Au lendemain d’une frappe israélienne sur la banlieue sud de Beyrouth, dimanche 8 juin, les bombardements continuent de toucher le sud et l’est du pays. Des attaques qui coûtent des vies, mais détruisent aussi les moyens de subsistance de nombreuses familles. Parmi les armes utilisées par l’armée israélienne figure parfois le phosphore blanc. Dernier cas signalé : un bombardement sur la ville de Nabatieh, documenté par l’ONG Green Southerners. Rencontre avec des agriculteurs qui ont déjà subi les conséquences de ces frappes.

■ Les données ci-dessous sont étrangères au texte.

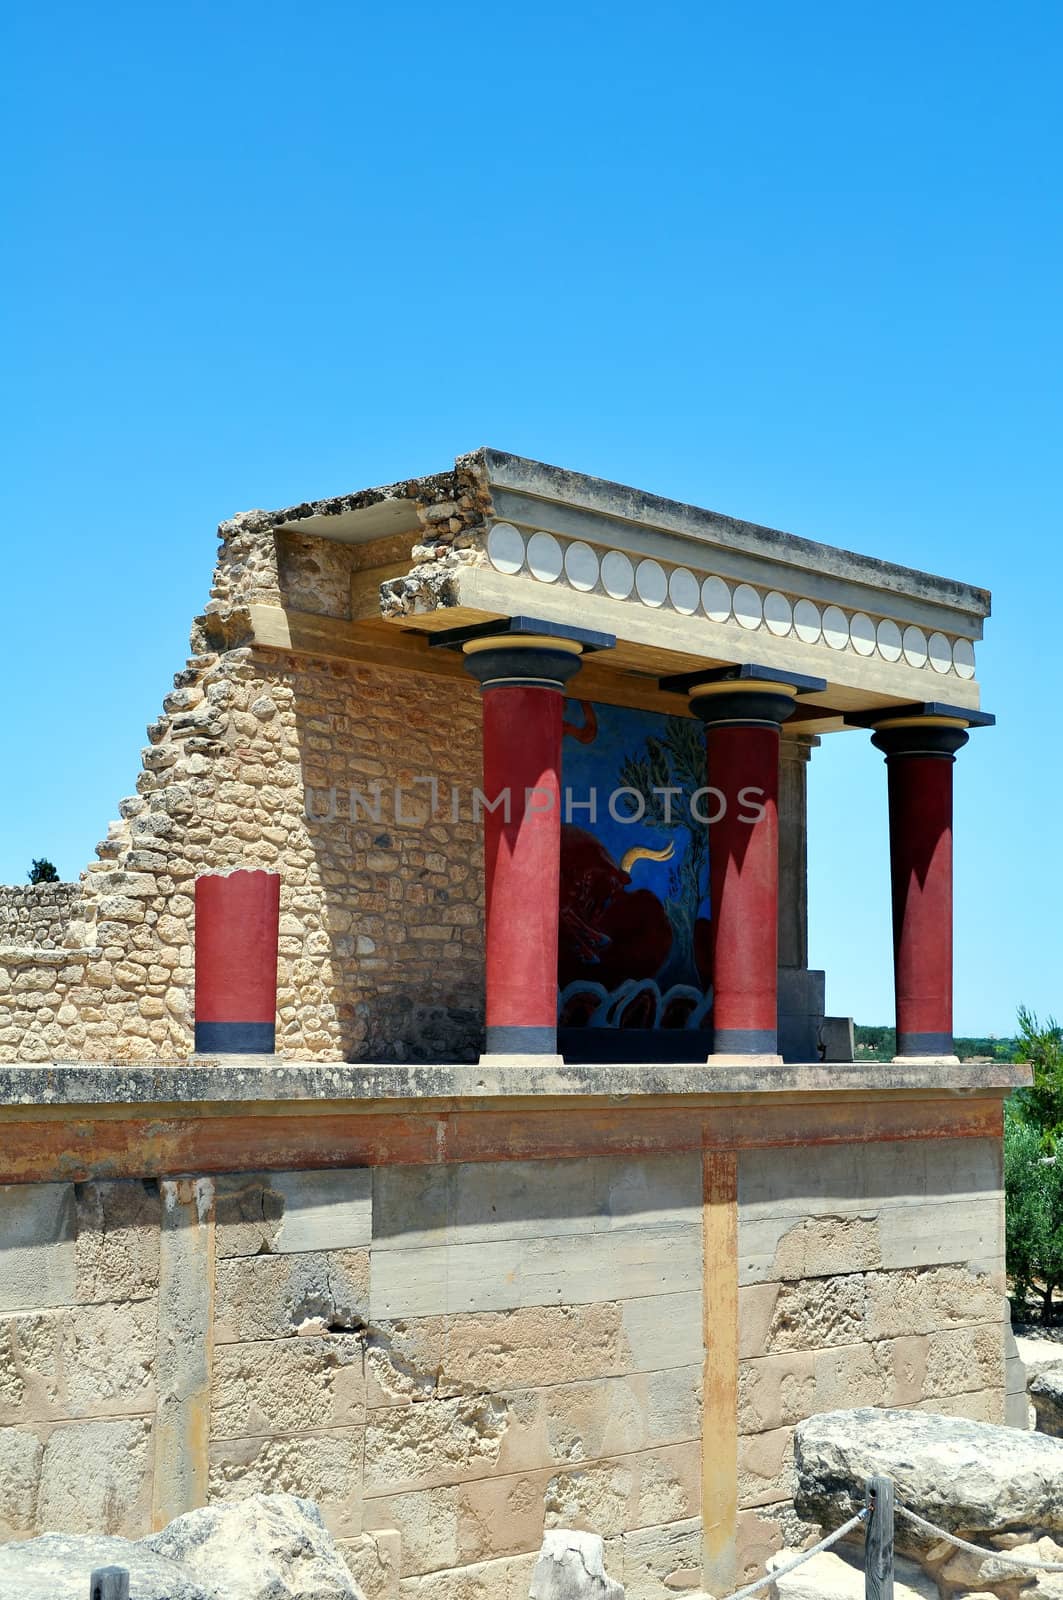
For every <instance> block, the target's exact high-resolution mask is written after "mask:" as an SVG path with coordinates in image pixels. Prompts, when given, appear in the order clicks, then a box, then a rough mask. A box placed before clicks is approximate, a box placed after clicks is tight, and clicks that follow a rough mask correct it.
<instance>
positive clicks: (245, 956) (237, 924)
mask: <svg viewBox="0 0 1063 1600" xmlns="http://www.w3.org/2000/svg"><path fill="white" fill-rule="evenodd" d="M279 918H280V878H279V877H277V874H275V872H226V874H221V872H219V874H210V875H208V877H202V878H197V880H195V1050H197V1051H200V1053H207V1054H213V1053H219V1054H231V1053H240V1054H243V1053H255V1054H272V1051H274V1048H275V1024H277V928H279Z"/></svg>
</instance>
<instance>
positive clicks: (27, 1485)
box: [0, 1427, 45, 1539]
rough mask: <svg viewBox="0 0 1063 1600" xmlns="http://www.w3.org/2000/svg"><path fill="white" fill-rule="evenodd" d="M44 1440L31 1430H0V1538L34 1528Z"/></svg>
mask: <svg viewBox="0 0 1063 1600" xmlns="http://www.w3.org/2000/svg"><path fill="white" fill-rule="evenodd" d="M43 1454H45V1446H43V1440H42V1438H40V1435H38V1434H37V1432H34V1430H32V1429H18V1427H3V1429H0V1538H3V1539H13V1538H19V1536H22V1534H30V1533H35V1531H37V1488H38V1483H40V1464H42V1459H43Z"/></svg>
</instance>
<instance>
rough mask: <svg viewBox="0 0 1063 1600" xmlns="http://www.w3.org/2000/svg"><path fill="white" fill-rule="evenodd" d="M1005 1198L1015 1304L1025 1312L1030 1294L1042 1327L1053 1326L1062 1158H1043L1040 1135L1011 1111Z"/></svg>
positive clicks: (1004, 1125) (1061, 1281) (1056, 1272)
mask: <svg viewBox="0 0 1063 1600" xmlns="http://www.w3.org/2000/svg"><path fill="white" fill-rule="evenodd" d="M1004 1197H1005V1218H1007V1222H1005V1227H1007V1270H1009V1272H1010V1275H1012V1283H1013V1296H1015V1301H1017V1302H1018V1306H1020V1307H1025V1304H1026V1296H1028V1293H1029V1290H1031V1288H1034V1290H1036V1291H1037V1293H1039V1294H1041V1317H1042V1322H1044V1323H1045V1326H1052V1325H1053V1323H1055V1310H1057V1307H1055V1302H1053V1294H1055V1290H1057V1288H1060V1286H1061V1285H1063V1158H1057V1157H1053V1155H1045V1154H1044V1150H1042V1147H1041V1133H1039V1130H1037V1128H1036V1126H1034V1125H1033V1123H1031V1122H1028V1120H1025V1118H1021V1117H1015V1114H1013V1112H1010V1110H1009V1114H1007V1117H1005V1122H1004Z"/></svg>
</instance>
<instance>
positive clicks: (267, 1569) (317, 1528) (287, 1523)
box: [130, 1494, 359, 1600]
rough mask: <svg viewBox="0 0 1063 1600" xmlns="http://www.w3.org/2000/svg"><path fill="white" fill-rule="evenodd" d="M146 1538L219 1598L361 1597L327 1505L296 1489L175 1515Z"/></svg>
mask: <svg viewBox="0 0 1063 1600" xmlns="http://www.w3.org/2000/svg"><path fill="white" fill-rule="evenodd" d="M142 1542H144V1544H146V1546H147V1547H149V1549H150V1550H154V1552H155V1554H157V1555H162V1557H165V1558H166V1560H168V1562H173V1563H174V1566H178V1568H179V1570H181V1571H183V1573H187V1576H189V1578H192V1579H195V1581H197V1582H200V1584H202V1586H203V1589H207V1590H208V1592H210V1594H211V1595H216V1600H355V1597H357V1595H359V1592H357V1589H355V1586H354V1579H352V1578H351V1573H349V1571H347V1568H346V1565H344V1560H343V1557H341V1555H339V1550H338V1549H336V1546H335V1544H333V1538H331V1534H330V1533H328V1530H327V1528H325V1523H323V1520H322V1514H320V1510H319V1509H317V1506H315V1504H314V1502H312V1501H304V1499H296V1496H295V1494H255V1496H251V1498H250V1499H242V1501H231V1502H227V1504H221V1506H205V1507H203V1509H202V1510H191V1512H186V1515H184V1517H174V1520H173V1522H171V1523H170V1525H168V1526H166V1528H163V1531H162V1533H155V1534H152V1536H150V1538H149V1539H144V1541H142ZM130 1600H134V1597H130Z"/></svg>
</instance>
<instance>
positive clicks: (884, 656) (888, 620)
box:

(...) Sader Hachem a ses terres à Mansouri, proche de la frontière. Une zone bombardée au phosphore blanc le 19 mai dernier, selon l’ONG Greensoutherners. Sa terre n’a pas été directement touchée, mais il s’inquiète :
« Les dégâts seraient imprévisibles, honnêtement. C’est une terre morte. Une terre véritablement morte. Je ne suis même pas sûr que le sol puisse être restauré », se désole Sader Hachem. (...)
Une utilisation documentée à de nombreuses reprises
Arme incendiaire, le phosphore blanc est interdit par le droit international lorsqu’il est utilisé dans des zones civiles fortement peuplées. L’ONG Human Rights Watch a documenté ce genre de cas à de nombreuses reprises. (...)
crédit image : Al Jazeera, CC BY 3.0, via Wikimedia Commons
Les ONG et les autorités libanaises dénoncent une véritable politique de la terre brûlée employée par l’armée israélienne au sud du Liban.